Beirut is not a typical destination for a young Australian couple embarking on their first year of married life. But when Catherine Taylor and her husband begin work as foreign correspondents based in the Middle East they decide to set up home in this ravaged city. Catherine soon falls in love with the Paris of the Middle East and becomes intrigued by the complexity of its peole: their exuberance and warmth, and Beirut's vibrant Mediterranean lifestyle, seem to starkly contrast with the dark tales she has heard of violence and hatred. As Catherine's work takes her across the region, from conflict on the West Bank to war in Iraq, a world behond the cliched descriptions on the nightly news gradually opens up.

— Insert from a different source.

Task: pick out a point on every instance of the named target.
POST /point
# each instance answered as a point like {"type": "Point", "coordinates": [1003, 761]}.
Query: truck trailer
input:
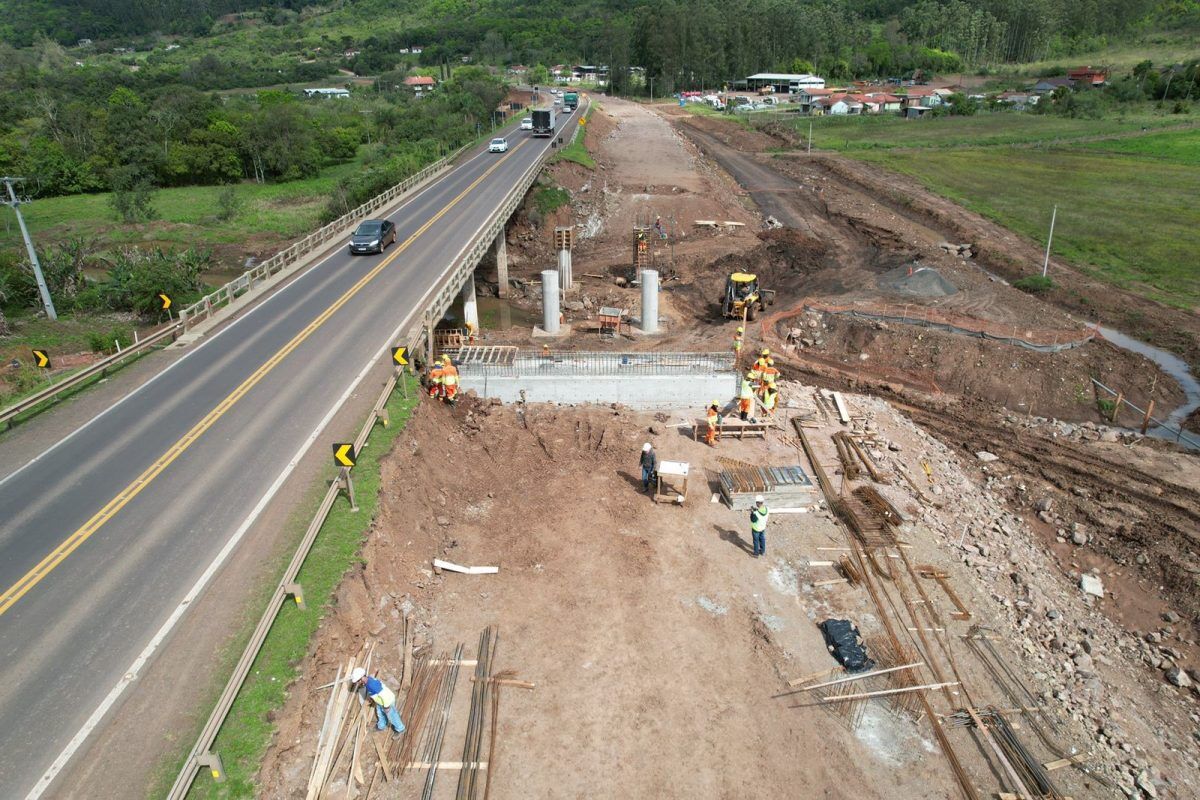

A journalist's exploration into the Middle East... Catherine Taylor, an Australian journalist, recounts the four years she spent living and working in Beirut, covering politics in the Middle East. Not knowing all that much about the Middle East, I found her stories of people she met and her discovering life in Beirut really quite fascinating. During the four years she spent there, she travelled to Gaza, covered the war in Iraq, spent some time in Egypt covering a women's boxing championship, discovered and enjoyed life in Lebanon, and dug into the life of Hezbollah fighters.

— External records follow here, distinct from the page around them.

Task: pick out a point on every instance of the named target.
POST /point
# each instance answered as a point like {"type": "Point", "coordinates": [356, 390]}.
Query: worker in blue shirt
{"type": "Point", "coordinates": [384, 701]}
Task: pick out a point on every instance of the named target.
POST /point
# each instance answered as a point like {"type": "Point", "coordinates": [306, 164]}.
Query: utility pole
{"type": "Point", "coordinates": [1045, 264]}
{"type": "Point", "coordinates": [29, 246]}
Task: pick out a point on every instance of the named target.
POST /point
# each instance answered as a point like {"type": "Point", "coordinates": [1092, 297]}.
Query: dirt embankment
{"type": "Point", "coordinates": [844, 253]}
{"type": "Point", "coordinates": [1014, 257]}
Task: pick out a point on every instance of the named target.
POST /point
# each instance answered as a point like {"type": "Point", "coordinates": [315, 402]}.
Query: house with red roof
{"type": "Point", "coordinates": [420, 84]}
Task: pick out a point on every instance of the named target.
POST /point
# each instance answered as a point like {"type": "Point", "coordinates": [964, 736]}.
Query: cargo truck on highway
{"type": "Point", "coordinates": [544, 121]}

Her personal feelings and thoughts on living in the Middle East as a Western woman are nicely balanced with, sometimes heartwrenching, stories of people she encountered and/or formed deep friendships with.
Makes me want to read more about the Middle East, travel there and discover it myself, and try some of the awesome food she describes!! :)

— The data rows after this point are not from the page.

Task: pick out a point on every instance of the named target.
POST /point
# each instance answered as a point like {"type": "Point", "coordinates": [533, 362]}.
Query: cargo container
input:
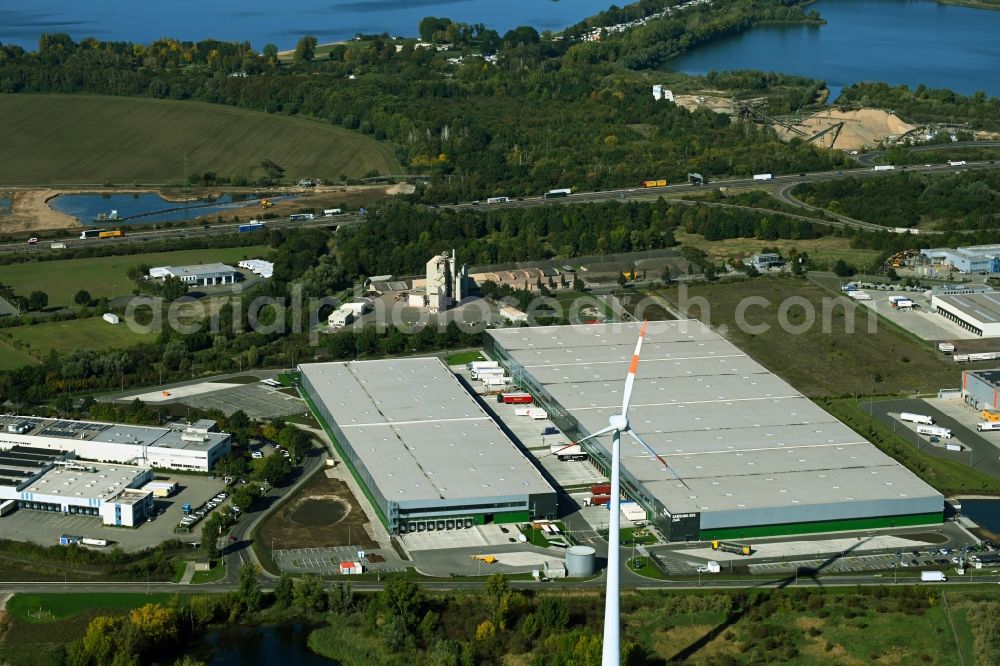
{"type": "Point", "coordinates": [515, 398]}
{"type": "Point", "coordinates": [934, 431]}
{"type": "Point", "coordinates": [632, 511]}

A fascinating read, as I do like to hear about cultures different to my own, and some of the stories shared by the residents of Lebanon are quite heartbreaking. The only problem is that it does drag towards the end, and just when things get interesting again (that is, when Taylor returns to Beirut when war has broken out again) it is dealt with quite quickly and not in as much detail as we have been subjected to previously.
Being a journalist by trade can be both a help and a hindrance in writing personal stories and especially an entire book rather than a collection of stories. Catherine has written a moving, evocative and highly readable memoir of her time living in Beirut with her foreign correspondent husband. Coming fresh off Charmian Clift's marvellous memoir of her Greek life with her journalist husband (seeing a pattern here...?), the standard was set high. This isn't the beautiful chaos that Charmian and George lived in but it's absolutely relevant now and will be always, I suspect. The intermingling of superficial obsessions with jewellery, glamourous hair, perfect makeup and visage alongside poverty, violence, orthodox religious practices is common to all cities. The fact that devastation has truly visited upon Turkey and Syria now and this is a window into daily life before the utter carnage that developed makes it an eminently timely read. For the wanderlust, the journalist, the passionate writer and seeker of human stories and experience...read Catherine's book and keenly await her next adventure.
This is a great read. It is a memoir of sorts - for a brief time in her life when she lived in Beirut. It is good to have some idea of what it is like for people living in this tortured but eerily romantic city.
I have to say I just couldn't get into this book, much and all as I wanted to. When I read a memoir, I want to get to know the author, but in this memoir I felt the author remained distant.